VanNess: We’ve looked at the systolic blood pressure response to exercise. And, interestingly enough, it is blunted quite profoundly in patients with CFIDS . I think it’s two ways of looking at the same thing: orthostatic intolerance is an inability to regulate blood pressure within normal parameters. I think the same thing occurs during exercise when you’d normally see a large rise in systolic blood pressure to provide blood flow during exercise. Patients with CFIDS don’t activate that system well, so they may have a failure to perfuse (send blood to) muscle tissues during exercise.

Q: What CFIDS research studies are you planning?

Snell: We have two other ideas that we’re pursuing on a small scale. One of them is the idea of doing two exercise tests separated by 24 hours. In a healthy individual when you do two exercise tests a day apart, the results are about the same.
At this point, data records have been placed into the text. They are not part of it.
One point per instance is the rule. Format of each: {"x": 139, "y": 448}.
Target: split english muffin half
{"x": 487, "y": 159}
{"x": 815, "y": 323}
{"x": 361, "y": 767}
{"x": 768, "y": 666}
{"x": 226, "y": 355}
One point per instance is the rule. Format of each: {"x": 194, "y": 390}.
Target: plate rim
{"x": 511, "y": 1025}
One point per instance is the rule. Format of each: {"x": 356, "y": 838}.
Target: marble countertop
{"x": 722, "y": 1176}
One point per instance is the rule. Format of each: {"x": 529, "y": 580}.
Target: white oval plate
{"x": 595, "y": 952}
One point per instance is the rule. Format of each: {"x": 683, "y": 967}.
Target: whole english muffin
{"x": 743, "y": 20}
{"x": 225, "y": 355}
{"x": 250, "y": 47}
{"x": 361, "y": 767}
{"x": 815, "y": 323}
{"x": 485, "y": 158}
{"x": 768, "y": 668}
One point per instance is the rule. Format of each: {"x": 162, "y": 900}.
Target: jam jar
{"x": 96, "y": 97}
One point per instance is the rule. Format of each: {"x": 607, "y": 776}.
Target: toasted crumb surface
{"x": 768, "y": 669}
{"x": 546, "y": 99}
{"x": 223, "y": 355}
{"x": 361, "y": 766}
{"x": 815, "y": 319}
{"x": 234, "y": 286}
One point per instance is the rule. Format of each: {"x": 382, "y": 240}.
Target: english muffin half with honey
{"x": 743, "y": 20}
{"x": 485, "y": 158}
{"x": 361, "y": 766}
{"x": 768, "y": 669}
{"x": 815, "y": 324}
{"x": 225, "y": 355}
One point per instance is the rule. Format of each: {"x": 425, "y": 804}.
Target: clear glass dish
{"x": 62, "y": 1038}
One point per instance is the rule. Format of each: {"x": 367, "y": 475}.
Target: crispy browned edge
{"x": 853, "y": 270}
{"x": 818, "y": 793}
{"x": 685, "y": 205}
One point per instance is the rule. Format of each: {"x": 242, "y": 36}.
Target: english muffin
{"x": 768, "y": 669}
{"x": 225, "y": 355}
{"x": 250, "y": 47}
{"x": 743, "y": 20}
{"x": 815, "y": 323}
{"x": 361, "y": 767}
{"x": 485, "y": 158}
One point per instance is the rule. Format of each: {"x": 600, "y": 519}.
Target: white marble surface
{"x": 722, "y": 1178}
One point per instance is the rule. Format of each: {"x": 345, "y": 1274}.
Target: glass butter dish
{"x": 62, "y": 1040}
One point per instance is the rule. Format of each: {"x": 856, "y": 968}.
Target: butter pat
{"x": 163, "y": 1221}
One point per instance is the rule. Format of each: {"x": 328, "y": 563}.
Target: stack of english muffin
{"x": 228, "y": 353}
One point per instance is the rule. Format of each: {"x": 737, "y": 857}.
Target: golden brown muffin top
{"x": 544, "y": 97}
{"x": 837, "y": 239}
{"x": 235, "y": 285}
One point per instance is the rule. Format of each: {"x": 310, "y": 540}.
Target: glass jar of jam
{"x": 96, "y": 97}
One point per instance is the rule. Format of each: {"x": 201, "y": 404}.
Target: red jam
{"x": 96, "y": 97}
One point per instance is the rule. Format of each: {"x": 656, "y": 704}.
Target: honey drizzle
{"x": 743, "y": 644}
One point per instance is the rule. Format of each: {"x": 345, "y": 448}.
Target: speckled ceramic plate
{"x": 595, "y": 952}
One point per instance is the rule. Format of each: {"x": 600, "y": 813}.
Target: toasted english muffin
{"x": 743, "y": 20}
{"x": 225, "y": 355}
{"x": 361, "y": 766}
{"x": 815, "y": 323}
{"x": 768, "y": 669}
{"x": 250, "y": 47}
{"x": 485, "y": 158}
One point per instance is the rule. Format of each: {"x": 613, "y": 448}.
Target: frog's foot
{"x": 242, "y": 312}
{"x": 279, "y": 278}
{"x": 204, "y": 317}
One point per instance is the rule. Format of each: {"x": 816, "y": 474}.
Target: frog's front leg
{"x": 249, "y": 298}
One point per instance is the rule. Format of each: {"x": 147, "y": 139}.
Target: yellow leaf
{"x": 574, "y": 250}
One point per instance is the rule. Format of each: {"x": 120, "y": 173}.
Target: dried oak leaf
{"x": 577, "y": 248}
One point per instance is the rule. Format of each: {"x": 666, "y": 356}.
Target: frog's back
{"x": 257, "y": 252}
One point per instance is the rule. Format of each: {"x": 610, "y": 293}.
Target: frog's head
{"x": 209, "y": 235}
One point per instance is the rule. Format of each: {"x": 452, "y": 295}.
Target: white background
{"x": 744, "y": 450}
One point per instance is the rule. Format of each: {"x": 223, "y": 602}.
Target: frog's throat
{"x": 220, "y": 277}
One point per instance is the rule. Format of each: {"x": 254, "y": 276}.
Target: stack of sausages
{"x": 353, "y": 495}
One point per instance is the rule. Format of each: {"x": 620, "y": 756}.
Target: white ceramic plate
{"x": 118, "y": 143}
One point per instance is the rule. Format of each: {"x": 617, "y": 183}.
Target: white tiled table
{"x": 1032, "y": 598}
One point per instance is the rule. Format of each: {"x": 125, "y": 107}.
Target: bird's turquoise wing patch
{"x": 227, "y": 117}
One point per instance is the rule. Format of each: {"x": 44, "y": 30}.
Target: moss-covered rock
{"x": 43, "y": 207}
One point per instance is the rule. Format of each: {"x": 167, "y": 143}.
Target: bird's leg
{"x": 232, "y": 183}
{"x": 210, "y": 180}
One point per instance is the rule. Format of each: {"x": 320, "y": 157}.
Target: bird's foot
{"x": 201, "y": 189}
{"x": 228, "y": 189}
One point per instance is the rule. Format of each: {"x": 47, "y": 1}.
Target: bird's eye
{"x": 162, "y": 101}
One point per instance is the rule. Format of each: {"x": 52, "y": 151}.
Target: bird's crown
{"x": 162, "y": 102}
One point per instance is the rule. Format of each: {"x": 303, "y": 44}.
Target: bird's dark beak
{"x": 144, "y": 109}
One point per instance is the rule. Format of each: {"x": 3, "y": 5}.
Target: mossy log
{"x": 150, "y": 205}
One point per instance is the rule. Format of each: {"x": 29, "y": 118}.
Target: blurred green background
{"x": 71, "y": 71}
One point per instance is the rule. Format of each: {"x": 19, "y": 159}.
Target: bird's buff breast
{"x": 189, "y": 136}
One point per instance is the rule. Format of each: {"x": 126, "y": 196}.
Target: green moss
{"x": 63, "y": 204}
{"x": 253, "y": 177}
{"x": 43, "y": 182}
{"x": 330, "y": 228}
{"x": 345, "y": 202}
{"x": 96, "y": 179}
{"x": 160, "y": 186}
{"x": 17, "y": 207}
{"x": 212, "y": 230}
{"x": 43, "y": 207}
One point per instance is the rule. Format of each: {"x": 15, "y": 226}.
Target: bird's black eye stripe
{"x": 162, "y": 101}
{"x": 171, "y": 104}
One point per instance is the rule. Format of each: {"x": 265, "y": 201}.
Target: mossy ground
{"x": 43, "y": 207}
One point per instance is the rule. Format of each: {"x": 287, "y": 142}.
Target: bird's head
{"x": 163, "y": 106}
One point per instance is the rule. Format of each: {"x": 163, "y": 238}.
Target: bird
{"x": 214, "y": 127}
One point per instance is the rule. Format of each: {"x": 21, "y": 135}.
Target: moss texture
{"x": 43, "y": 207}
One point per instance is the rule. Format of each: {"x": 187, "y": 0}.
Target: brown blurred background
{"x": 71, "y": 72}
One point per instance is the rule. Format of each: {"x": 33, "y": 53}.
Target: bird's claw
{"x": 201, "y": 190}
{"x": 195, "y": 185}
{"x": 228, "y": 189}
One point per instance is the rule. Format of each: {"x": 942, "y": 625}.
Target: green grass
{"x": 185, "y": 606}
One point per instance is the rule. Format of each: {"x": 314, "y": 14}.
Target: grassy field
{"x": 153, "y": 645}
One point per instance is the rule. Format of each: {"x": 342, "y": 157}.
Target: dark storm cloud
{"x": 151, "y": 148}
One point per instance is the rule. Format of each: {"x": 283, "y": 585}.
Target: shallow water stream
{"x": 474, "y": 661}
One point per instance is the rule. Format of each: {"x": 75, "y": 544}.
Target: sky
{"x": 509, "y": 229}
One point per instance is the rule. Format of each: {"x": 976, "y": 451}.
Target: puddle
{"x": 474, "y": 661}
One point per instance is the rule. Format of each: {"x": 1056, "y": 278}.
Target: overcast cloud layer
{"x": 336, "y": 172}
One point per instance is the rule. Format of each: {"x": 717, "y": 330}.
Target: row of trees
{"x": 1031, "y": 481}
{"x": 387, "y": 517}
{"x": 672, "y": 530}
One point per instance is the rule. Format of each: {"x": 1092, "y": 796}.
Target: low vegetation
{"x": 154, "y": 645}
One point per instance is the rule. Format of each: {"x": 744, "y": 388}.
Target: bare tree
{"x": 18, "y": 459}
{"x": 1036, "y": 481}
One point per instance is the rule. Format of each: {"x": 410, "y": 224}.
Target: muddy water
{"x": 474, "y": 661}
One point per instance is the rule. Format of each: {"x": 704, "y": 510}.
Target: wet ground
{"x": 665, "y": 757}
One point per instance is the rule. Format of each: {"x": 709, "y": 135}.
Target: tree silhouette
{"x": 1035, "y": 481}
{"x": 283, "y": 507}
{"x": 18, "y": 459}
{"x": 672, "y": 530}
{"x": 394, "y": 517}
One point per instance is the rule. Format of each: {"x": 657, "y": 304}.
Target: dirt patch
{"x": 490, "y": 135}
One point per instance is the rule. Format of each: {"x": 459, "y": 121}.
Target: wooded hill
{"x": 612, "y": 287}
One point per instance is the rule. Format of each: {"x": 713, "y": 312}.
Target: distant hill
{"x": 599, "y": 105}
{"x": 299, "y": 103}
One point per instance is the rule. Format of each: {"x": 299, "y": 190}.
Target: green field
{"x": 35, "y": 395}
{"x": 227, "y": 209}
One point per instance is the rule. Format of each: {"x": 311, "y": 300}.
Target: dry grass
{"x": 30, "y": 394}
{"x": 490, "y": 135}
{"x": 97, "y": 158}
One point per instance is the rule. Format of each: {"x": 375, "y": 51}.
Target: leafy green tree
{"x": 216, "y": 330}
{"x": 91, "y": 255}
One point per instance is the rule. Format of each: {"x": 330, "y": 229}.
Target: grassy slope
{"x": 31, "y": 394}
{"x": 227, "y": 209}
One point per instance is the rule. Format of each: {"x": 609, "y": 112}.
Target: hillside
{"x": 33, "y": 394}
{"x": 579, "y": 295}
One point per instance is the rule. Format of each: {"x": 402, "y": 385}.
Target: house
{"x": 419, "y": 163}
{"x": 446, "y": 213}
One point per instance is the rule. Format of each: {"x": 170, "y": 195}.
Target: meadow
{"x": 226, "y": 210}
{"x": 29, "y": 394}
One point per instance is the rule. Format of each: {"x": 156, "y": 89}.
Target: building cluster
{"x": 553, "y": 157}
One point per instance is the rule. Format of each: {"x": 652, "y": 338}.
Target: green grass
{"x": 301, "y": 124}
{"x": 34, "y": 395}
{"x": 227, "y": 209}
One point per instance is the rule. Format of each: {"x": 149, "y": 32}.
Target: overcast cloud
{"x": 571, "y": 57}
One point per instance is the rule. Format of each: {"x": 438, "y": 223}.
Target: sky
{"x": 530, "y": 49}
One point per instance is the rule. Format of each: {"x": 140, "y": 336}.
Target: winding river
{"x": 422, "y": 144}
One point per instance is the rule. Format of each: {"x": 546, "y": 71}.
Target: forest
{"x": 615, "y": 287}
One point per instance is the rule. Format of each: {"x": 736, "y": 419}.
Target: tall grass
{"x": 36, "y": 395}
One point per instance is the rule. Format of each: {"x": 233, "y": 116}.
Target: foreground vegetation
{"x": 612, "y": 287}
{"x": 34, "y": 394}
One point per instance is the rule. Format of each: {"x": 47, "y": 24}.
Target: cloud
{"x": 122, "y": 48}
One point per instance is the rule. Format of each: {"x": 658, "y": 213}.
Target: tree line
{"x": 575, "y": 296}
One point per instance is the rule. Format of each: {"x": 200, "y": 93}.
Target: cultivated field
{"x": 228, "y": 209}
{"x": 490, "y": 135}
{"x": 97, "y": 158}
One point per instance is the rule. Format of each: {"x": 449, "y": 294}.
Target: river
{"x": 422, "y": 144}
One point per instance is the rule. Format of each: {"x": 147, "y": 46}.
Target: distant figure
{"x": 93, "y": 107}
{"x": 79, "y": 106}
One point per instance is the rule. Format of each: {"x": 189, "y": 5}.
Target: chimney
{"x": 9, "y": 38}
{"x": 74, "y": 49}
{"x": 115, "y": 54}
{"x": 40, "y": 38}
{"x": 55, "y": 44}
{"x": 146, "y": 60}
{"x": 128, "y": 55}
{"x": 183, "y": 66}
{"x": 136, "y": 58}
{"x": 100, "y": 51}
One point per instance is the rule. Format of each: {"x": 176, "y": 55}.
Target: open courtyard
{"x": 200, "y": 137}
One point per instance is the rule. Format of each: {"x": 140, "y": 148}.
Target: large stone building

In a CFIDS patient, because of the post-exertional malaise, peak oxygen consumption is dramatically less on the second exercise test. We’d like to get funding to examine that a little more closely and not just describe the phenomenon, but try to determine why it’s so much less the second day.

The second idea is trying to use the exercise test as a standardized stressor to look at post-exertional malaise. We’ll look at some of the immune and hormonal responses and neurocognitive effects after exercise. So, we want to truly describe what post-exertional malaise entails in a CFIDS patient.